With a SQL Server connection string, there are a couple of quirks*, sure. But essentially, the connection string holds all of the details that are used to connect. Every detail you could possibly want goes into the connection string.

(* Regarding connection strings. I've always wanted to register the site "www.FuckingConnectionStrings.com" which simply redirects to "www.ConnectionStrings.com" but is much much easier to remember.)

In Oracle, a connection string is just the first mirror in a long hallway full of mirrors. A hallway that leads into a maze of mirrors, that takes you to a forest filled with monsters and more mirrors.

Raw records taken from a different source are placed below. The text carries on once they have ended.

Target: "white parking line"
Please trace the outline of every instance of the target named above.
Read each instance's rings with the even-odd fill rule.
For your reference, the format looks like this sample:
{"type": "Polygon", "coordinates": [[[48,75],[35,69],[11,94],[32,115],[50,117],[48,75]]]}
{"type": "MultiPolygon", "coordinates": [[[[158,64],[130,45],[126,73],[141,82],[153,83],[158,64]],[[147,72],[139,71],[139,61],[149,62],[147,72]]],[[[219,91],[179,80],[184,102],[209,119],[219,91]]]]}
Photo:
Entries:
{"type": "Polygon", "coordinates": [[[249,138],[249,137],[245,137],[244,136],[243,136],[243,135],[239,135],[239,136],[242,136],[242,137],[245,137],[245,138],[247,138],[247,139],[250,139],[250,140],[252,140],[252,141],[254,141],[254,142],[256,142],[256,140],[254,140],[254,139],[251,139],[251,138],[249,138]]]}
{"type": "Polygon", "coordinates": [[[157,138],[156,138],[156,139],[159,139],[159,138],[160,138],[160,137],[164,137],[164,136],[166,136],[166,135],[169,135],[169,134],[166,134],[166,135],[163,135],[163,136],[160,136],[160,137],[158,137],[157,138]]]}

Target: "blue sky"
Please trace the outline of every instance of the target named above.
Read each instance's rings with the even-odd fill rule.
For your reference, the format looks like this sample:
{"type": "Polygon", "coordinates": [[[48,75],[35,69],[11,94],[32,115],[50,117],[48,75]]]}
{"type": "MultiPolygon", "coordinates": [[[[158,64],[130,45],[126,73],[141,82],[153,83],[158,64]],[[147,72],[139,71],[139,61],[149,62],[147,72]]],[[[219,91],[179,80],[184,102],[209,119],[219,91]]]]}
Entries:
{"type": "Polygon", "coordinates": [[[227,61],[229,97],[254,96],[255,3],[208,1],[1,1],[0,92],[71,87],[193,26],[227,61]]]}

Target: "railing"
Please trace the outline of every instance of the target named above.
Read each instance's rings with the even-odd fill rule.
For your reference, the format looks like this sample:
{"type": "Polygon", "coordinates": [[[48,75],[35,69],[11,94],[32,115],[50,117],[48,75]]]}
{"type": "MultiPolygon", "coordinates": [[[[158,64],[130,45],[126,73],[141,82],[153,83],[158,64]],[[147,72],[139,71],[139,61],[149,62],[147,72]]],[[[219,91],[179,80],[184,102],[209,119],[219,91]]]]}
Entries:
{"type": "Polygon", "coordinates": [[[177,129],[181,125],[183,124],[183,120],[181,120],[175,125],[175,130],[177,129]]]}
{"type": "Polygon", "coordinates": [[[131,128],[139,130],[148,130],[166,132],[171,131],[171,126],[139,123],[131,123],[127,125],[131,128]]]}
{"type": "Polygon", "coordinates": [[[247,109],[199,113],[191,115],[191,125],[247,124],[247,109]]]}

We had an issue recently where a connection string that worked perfectly well on 7 different machines did not work on an 8th machine. When we looked into how the connection worked on those first 7 machines, we found it was different on every single one. When we took this knowledge to the 8th machine, we began to feel a terrible sense of foreboding. The further into the issue we looked, the more terrified we became. Eventually the authorities found our skeletal remains at the bottom of a steep ravine clinging to a well thumbed printout of Oracle documentation.

Here is how you usually connect to Oracle:

You follow some simple instructions, and you get some generic error messages. You're not panicking, you're just a little out of your depth. Eventually some oracle DBA scoffs into the room (that's the way they walk, they scoff as they walk) pushes you off your keyboard and does some magic incantations in front of your computer. You keep looking over their shoulder, trying to learn about this strange magic. You see strange registry keys, shocking environment variables, keywords like "tnsnames.ora" and some other disturbing flashes of technical wizard-pokery. Was that LISP!? For a moment you get one sickening glimpse into the infinite pit of sorrow.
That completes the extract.